Kritik von Friedensforschern
Bei humanitären Organisationen und Friedensgruppen stößt diese ausschließliche Orientierung auf eine militärische Lösung des bewaffneten Konfliktes in Somalia auf wachsende Kritik. Mitte dieser Woche lehnten fünf führende deutsche Friedensinstitute in ihrem jährlich erscheinenden Friedensgutachten den Rückzug auf militärische Positionen strikt ab. Bei der Präsentation des Berichtes führte Jochen Hippler von Institut für Entwicklung und Frieden nicht nur den laufenden Kriegseinsatz in Afghanistan als Beispiel für diese Strategie an. Auch der Einsatz gegen moderne Piraterie vor dem Horn von Afrika führe in eine Sackgasse.
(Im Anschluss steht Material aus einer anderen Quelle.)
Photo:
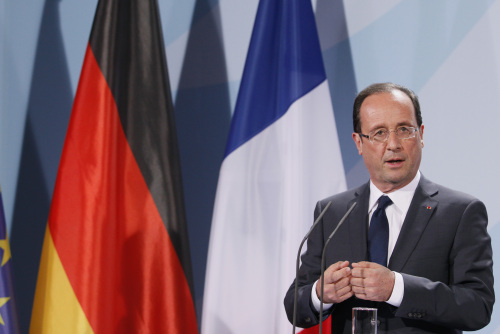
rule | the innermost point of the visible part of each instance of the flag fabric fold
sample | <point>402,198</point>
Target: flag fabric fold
<point>116,256</point>
<point>282,156</point>
<point>8,312</point>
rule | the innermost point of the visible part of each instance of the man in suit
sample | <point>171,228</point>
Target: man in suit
<point>424,260</point>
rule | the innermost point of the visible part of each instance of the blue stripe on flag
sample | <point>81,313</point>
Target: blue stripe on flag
<point>284,62</point>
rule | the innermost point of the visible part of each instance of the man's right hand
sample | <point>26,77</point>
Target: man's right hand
<point>337,283</point>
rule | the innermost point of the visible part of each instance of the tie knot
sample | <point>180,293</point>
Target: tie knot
<point>383,202</point>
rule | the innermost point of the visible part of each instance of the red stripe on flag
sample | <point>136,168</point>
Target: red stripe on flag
<point>327,328</point>
<point>106,228</point>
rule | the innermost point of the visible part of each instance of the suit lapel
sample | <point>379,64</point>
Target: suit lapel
<point>358,224</point>
<point>421,209</point>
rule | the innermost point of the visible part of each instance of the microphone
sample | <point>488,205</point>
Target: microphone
<point>323,266</point>
<point>298,260</point>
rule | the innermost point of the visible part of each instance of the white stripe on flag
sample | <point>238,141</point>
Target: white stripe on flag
<point>264,205</point>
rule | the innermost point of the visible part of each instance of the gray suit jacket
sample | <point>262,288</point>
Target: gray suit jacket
<point>443,253</point>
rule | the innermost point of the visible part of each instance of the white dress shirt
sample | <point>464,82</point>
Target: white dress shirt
<point>396,214</point>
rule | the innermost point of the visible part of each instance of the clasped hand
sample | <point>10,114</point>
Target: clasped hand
<point>366,280</point>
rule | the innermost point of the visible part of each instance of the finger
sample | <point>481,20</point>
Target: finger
<point>340,274</point>
<point>339,285</point>
<point>338,265</point>
<point>355,281</point>
<point>359,272</point>
<point>361,264</point>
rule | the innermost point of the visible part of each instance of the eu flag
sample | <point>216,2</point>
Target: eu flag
<point>8,314</point>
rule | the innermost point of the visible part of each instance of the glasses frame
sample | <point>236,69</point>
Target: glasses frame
<point>370,135</point>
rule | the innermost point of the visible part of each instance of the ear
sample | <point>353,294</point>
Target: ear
<point>357,140</point>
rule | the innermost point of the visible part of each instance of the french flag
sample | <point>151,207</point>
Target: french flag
<point>282,156</point>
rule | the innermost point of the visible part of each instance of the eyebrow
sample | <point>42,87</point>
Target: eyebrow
<point>397,126</point>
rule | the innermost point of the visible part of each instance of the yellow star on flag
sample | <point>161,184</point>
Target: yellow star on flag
<point>4,244</point>
<point>2,303</point>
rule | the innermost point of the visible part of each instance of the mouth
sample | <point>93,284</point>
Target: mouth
<point>394,162</point>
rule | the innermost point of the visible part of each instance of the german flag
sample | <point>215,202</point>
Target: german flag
<point>116,257</point>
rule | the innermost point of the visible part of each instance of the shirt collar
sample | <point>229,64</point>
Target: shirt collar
<point>401,197</point>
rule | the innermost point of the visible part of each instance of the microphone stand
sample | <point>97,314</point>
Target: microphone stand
<point>298,261</point>
<point>323,266</point>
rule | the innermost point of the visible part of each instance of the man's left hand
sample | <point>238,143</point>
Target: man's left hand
<point>371,281</point>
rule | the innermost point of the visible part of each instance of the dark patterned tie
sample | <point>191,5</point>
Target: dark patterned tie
<point>378,238</point>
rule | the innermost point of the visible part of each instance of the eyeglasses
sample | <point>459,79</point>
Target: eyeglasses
<point>381,135</point>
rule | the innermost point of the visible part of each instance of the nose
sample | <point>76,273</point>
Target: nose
<point>393,142</point>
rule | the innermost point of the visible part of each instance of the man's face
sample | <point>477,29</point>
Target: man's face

Offenbar ist die Bereitschaft in der Staatengemeinschaft, militärisch zu intervenieren, ausgeprägter als die, sich an der mühsamen Rekonstruktion von Staaten zu beteiligen. In den seltenen Fällen, wo die Staatengemeinschaft oder der Westen nach einer Militärintervention zu einer langwierigen Konflikttransformation bereit war, stellt sich zudem die Frage, wann und wie die Defacto- Protektorate zu beenden sind. Trotz mancher Fortschritte sind etwa Bosnien und Herzegowina oder das Kosovo nicht befriedet, solange der Widerspruch zwischen Demokratisierung und Fremdbestimmung besteht.
Aus dem Friedensgutachten
Der Kampf gegen die modernen Piraten vor der Küste Somalias belege dieses Dilemma, weil die Ursachen für die Seeräumerei nicht angegangen werden, so der Friedensforscher, dessen Institut an die Universität Duisburg-Essen angegliedert ist. Zu diesen Gründen zähle vor allem die Überfischung der ostafrikanischen Gewässer durch internationale Fischereikonzerne und die Giftmüllverklappung "in großem Maßstab" in den betreffenden Gewässern (Piraten, Flüchtlinge, Fischer ...).
Die Piraterie müsse vor diesem Hintergrund als Gesamtkomplex betrachtet werden, so Hippler, nicht aber als isoliertes Phänomen. Diese Fehlanalyse sehen die Autoren des Friedensgutachtens 2009 im Fall des Anti-Piraten-Kampfes vor Afrika ebenso wie in Afghanistan: In beiden Fällen werde nur auf militärische Lösungen gesetzt; die Armee werde zum Politikersatz.